If $f: \mathbb{R} \to \mathbb{R}$ is continous, $g(x) = 5^\frac{x+1}{x-1} + \cot(x)$, prove that there is $a$ $\in$ $Dg$, such that: $$f(a) = g(a)$$
Is it enough to say that, because $\lim_{\frac{\pi}{2}-0} g(x) = +\infty$ and $\lim_{-\frac{\pi}{2}+0} g(x) = -\infty$, and $f$ is continous on $[-\frac{\pi}{2}, \frac{\pi}{2}]$, so $f$ bounded on that segment, there must be $c, d$ in that segment such that $g(c)-f(c)$ is positive and $g(d)-f(d)$ is negative, so by IVT there is $a$ between $c$ and $d$ such that $f(a)-g(a)=0$ .. ?
If that's true, how to put it formally, if it's not, why ?
Your argument is correct.

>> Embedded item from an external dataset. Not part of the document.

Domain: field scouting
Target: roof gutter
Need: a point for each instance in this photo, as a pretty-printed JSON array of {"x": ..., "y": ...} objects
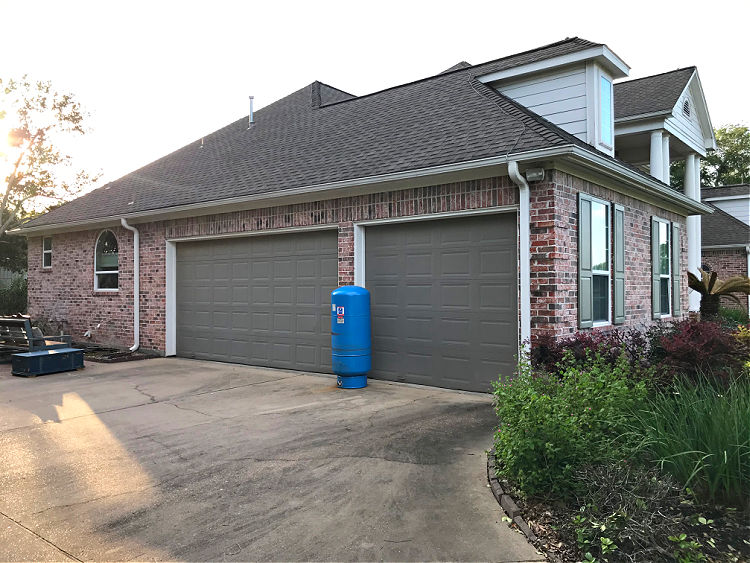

Let $$m:=\min_{x\in\left[-\frac{\pi}{2},\frac{\pi}{2}\right]}f(x),\qquad M=\max_{x\in\left[-\frac{\pi}{2},\frac{\pi}{2}\right]}f(x)$$ which exist finite because $f$ is continuous. Now since $\lim_{x\to -\pi/2^+}g(x)=-\infty$ and $\lim_{x\to \pi/2^-}g(x)=+\infty$, there is $x_1,x_2\in \left(-\frac{\pi}{2},\frac{\pi}{2}\right)$ with $g(x_1)<m$ and $g(x_2)>M$. Thus by construction of $m$ and $M$ we have $g(x_2)-f(x_2)>0$ and $g(x_1)-f(x_1)<0$.
By the intermediate value theorem, you are done.